Essay / Avant-Garde

Draco Haiku

Draco Haiku, by Freddy back when he was Freddy Age Ten:

Cute Bearded dragon

Or Pogona Various

The best lizard pet

This simple haiku floats on the page beside a drawing of its subject, Draco the bearded dragon.

The drawing features a few long, powerful lines that trace the distinctive curves of the bearded dragon’s form. But those long sweeps are festooned with rickrack, jagged lines that indicate the dragon’s spikes and suggest the reptilian texture of its skin. Freddy Age Ten has also used some very light marks to add texture to the larger areas.

The second line of the haiku is an approximation of the scientific name of the species. The drawing, likewise, can partly be explained as a biologically correct observational study. The eye and the ear sit in close proximity on the head of the bearded dragon, and look a lot alike: this makes for bad cartooning, but great illustration. Freddy Age Whatever has always sought verisimilitude, even in more whimsical compositions.  It can’t be a good drawing unless it looks like a lizard.

But with such a bold overall composition, the key to the drawing is in the way the artist has  maximized a few of the smallest marks. Consider, first, the marks that are at the lowest point on the page, the ten hooked lines that cluster tightly together to form the claw of the dragon.

Second, a few jagged marks dance right at the crucial point where the body descends to the top of the head; this little V is the site of  a kind of tectonic collision between two of the major compositional blocks of the image, at the farthest remove from the sinuous simplicity of the tail.

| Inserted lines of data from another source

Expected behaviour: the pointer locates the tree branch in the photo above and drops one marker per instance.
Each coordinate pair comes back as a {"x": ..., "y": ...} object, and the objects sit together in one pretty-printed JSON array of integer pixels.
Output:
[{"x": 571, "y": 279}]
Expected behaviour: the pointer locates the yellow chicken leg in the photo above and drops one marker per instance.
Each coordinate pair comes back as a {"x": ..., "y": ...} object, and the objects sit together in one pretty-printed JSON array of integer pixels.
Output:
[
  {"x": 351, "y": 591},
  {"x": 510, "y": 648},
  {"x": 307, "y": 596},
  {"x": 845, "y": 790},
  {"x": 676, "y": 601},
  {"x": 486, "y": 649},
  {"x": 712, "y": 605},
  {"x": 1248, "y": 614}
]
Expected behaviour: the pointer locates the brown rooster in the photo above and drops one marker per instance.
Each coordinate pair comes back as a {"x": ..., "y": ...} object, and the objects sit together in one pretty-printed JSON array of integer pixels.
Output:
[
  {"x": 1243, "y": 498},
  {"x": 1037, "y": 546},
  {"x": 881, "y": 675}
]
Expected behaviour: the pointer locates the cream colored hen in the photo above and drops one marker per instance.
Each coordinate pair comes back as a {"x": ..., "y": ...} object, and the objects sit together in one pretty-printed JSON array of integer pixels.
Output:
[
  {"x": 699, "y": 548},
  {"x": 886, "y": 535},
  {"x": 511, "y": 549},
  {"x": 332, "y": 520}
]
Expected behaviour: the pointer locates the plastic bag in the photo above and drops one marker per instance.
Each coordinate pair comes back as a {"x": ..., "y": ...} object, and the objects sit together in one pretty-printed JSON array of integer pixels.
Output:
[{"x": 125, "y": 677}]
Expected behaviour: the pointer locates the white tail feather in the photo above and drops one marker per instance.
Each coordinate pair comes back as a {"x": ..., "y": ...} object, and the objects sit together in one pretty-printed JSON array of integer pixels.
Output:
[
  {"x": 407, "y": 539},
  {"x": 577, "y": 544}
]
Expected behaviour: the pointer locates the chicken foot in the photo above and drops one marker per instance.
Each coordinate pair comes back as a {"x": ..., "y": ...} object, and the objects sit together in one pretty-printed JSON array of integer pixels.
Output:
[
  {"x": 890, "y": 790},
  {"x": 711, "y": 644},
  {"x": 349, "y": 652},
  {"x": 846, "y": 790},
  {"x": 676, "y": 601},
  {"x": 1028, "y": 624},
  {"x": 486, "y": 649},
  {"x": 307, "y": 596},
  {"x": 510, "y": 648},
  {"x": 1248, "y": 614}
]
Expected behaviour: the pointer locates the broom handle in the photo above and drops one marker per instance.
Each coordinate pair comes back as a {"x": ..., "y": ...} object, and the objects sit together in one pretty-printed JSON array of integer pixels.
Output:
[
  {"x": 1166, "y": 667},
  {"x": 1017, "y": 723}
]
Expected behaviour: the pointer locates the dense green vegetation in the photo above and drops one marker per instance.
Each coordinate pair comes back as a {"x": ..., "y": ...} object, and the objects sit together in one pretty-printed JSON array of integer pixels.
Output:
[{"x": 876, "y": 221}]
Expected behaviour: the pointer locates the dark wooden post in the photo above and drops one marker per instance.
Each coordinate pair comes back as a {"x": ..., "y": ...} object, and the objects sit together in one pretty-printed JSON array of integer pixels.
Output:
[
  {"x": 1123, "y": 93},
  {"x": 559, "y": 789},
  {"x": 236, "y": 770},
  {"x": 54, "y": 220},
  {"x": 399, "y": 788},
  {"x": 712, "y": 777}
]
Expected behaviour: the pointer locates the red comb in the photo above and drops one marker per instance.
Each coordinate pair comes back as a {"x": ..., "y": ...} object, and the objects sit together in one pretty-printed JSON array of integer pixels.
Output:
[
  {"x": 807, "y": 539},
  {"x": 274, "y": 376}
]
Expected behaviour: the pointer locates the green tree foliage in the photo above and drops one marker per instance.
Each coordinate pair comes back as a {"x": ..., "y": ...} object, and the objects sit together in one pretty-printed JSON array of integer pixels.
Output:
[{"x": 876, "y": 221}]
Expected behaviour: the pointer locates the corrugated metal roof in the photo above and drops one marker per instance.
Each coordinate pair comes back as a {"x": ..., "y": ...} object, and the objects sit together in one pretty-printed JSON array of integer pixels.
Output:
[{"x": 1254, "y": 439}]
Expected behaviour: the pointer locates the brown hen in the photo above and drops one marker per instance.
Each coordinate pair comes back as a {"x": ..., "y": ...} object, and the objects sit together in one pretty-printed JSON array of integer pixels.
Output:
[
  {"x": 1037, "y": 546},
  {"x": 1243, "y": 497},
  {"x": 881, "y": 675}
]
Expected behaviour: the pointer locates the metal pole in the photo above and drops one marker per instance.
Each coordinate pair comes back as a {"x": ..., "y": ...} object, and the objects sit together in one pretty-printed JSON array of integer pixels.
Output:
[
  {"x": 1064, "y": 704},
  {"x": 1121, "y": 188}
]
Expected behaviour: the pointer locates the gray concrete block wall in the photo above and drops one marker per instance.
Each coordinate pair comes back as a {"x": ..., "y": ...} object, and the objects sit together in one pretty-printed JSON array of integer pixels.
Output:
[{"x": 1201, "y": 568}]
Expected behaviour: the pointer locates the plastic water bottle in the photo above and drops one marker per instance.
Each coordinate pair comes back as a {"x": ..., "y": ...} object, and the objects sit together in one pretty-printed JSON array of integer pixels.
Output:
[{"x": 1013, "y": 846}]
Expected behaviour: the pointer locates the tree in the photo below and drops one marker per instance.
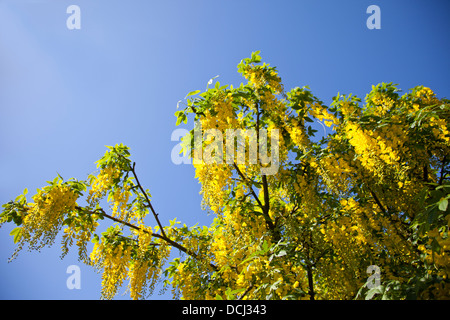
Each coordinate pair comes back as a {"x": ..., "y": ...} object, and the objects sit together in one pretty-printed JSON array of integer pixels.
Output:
[{"x": 303, "y": 221}]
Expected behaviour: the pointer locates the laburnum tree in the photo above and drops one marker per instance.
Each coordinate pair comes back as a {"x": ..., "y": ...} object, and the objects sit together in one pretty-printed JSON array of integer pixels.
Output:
[{"x": 373, "y": 192}]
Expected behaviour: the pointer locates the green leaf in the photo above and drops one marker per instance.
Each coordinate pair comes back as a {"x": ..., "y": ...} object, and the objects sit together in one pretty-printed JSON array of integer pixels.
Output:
[
  {"x": 192, "y": 93},
  {"x": 17, "y": 233},
  {"x": 443, "y": 203}
]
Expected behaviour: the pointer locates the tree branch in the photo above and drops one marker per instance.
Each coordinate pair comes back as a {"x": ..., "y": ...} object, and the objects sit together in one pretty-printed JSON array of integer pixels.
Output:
[{"x": 156, "y": 235}]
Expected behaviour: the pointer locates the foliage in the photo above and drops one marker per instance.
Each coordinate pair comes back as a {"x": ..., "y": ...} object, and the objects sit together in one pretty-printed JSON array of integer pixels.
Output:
[{"x": 374, "y": 191}]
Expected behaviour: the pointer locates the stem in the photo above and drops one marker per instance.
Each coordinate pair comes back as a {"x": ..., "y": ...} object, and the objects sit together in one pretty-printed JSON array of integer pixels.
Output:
[
  {"x": 156, "y": 235},
  {"x": 148, "y": 201}
]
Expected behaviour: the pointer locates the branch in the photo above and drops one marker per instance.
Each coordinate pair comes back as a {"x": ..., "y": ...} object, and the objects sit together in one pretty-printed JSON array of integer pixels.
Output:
[
  {"x": 156, "y": 235},
  {"x": 148, "y": 201},
  {"x": 248, "y": 182}
]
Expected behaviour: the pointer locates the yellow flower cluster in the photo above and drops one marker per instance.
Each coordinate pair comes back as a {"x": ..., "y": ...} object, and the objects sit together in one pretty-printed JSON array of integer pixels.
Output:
[
  {"x": 120, "y": 199},
  {"x": 147, "y": 263},
  {"x": 45, "y": 216},
  {"x": 374, "y": 152},
  {"x": 214, "y": 179},
  {"x": 81, "y": 230},
  {"x": 382, "y": 103},
  {"x": 113, "y": 259},
  {"x": 321, "y": 113},
  {"x": 102, "y": 183}
]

Third, the straightest line in the drawing is the one indicating the animal’s mouth, and the artist has given it a tiny, nearly imperceptible upward tweak at the end. A smile. Stare at the line and it seems to straighten. Stare harder and it seems to grow more curvilinear, as if it would compete with the tail. Dare we compare it to the ambiguous smile of the Mona Lisa? Yes we dare.

The point is, this is no grinning lizard. There is no sentimentalism in the way affection is expressed in this image of Draco; neither the artist nor the subject is in danger of mawkishness. But only a philistine would fail to see the depth of the love communicated by the not-straight line that rested on the face of the lizard, a not-straight line faithfully captured in the drawing.